Season 3 begins where Season 2 left off: Miguel (Xolo Maridueña) is in a coma at the hospital having been beaten up by Robby (Tanner Buchanan) at school, Johnny’s former sensei Kreese (Martin Kove) has taken back the Cobra Kai dojo as his own, and Johnny (William Zabka) — though mostly still down on his luck — has a message from his high school sweetheart, Ali (Elisabeth Shue), waiting for him on Facebook. This setup gives the characters a lot to deal with in Season 3. The execution of these plots is so-so.
These characters might not be as thoroughly explored this time around, but their feuds still create plenty of exciting moments.
Like in the previous seasons, Cobra Kai‘s teenagers play a big role in the overarching storyline. The first episode ups the stakes by waking up Miguel, who spends most of the season trying to rehabilitate himself after learning he might never walk again. Meanwhile, Robby goes to juvie for running away with one of Daniel’s cars, and Sam (Mary Mouser), Tory (Peyton List), Hawk (Jacob Bertrand), and their friends become embroiled in a continuing battle between the dojos.
Outside of Miguel, these characters don’t develop as evenly or as much as they did in previous seasons. Robby feels underused as he is largely separated from the show’s primary conflicts, and Sam and the gang, still unhappy with the results of the high school battle that happened at the conclusion of Season 2, are trapped in an endless circle of fights for revenge. Despite the teenagers’ minimal progression, however, they keep the competitive spirit of Cobra Kai alive and break out in random, over-the-top brawls at places like the soccer field and the arcade. These characters might not be as thoroughly explored this time around, but their feuds still create plenty of exciting moments.
If the teenagers aren’t the biggest plot-pushers in Season 3, though, who is? As it turns out, though Johnny and Daniel (Ralph Macchio) have always been at the center of Cobra Kai, they, as well as Kreese, get an even bigger spotlight in the new episodes. Like with the teens, their stories are implemented with varying results.
Daniel ends up traveling to China where he reconnects with an old flame and enemy while he searches for investors for his failing car dealership. Johnny opens a new dojo while reconnecting with Ali in a storyline that heats up very slowly only to fizzle out fast. And Kreese’s time in the Vietnam War is explored via somewhat out-of-place flashbacks.
These plots — which are loaded with references to the original movies — feel like they’re there more for the nostalgia factor than for the purpose of creating a meaningful story. In the earlier seasons, Cobra Kai offered up a bunch of high-stakes family drama that was settled with tense conclusions. Season 3 is more individualistic, with most of the characters facing personal obstacles instead of ones they must overcome face collectively. But while the new season is the least fleshed-out of the bunch, it still plenty entertaining.
Season 3 is jam-packed with the slick, eccentric humor that gives the show its iconic feel.

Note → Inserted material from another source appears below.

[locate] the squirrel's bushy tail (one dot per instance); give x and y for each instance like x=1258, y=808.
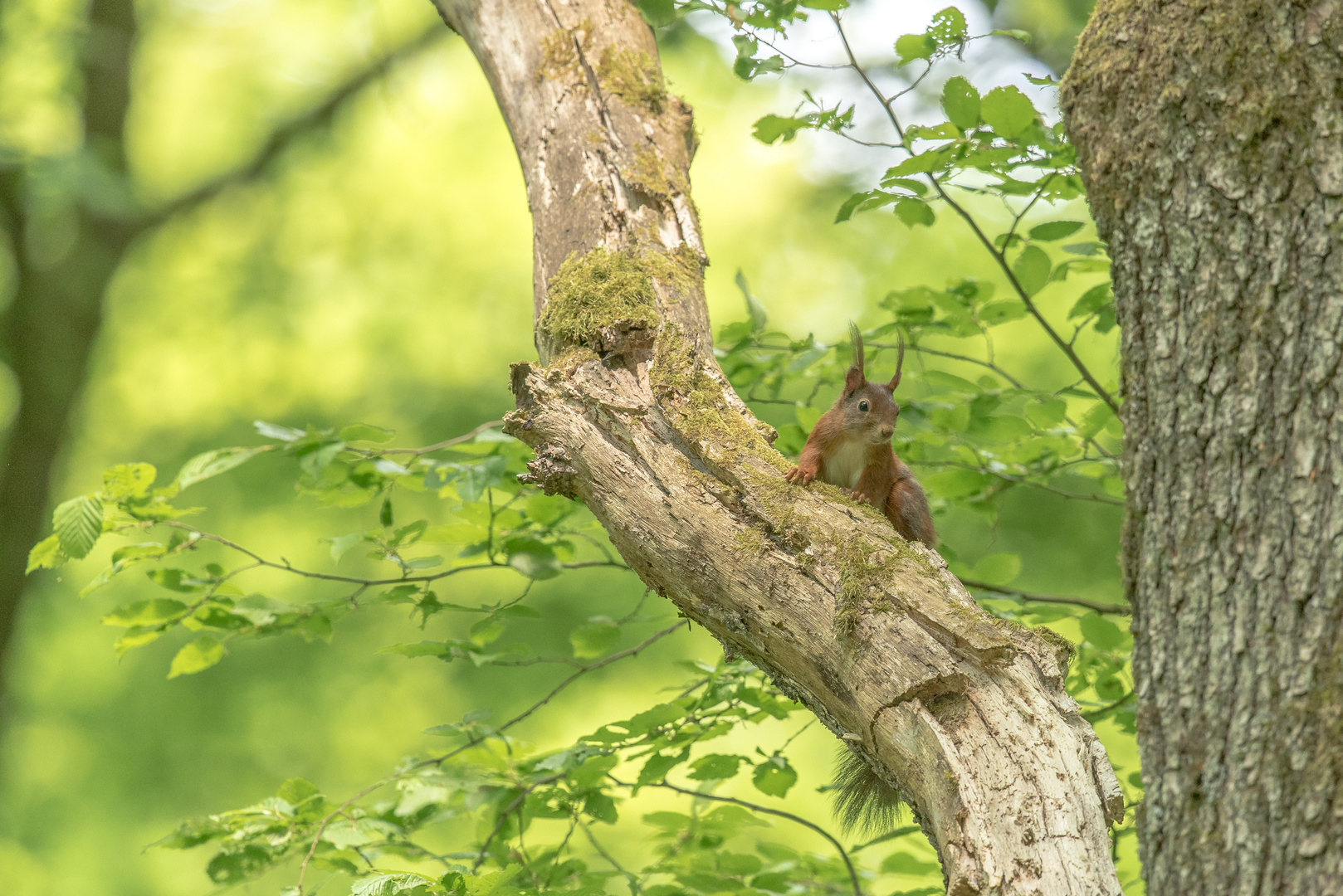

Season 3 is jam-packed with the slick, eccentric humor that gives the show its iconic feel. In classic Cobra Kai fashion, the most ridiculous things are always happening — from Kreese filling Danny’s car dealership with snakes to Johnny making out so intensely with a woman that the TV drops off the wall — that are difficult not to be amused by. Additionally, there are tons of fiery rock songs, cliffhanger endings, kickass action sequences, and heartfelt moments that help viewers care about these characters. And lastly, it’s impossible not to mention the wildly fun season finale that juxtaposes a giant house party battle with a chic Christmas shindig. This show sure knows how to engage, right up to its lively end.
Though I won’t spoil too much, the final episode of this season teases a coming competition that will likely keep the tension bubbling throughout Season 4. So in some ways, Season 3 is transitional as it creates backstory in preparation for the show’s biggest battle yet. Sure, maybe it could have spruced up its storylines, but it’s still a delightful, riveting addition to the Karate Kid universe.
I’m more than ready to see what punches Cobra Kai throws at us next season.
Cobra Kai Season 3 is now streaming on Netflix.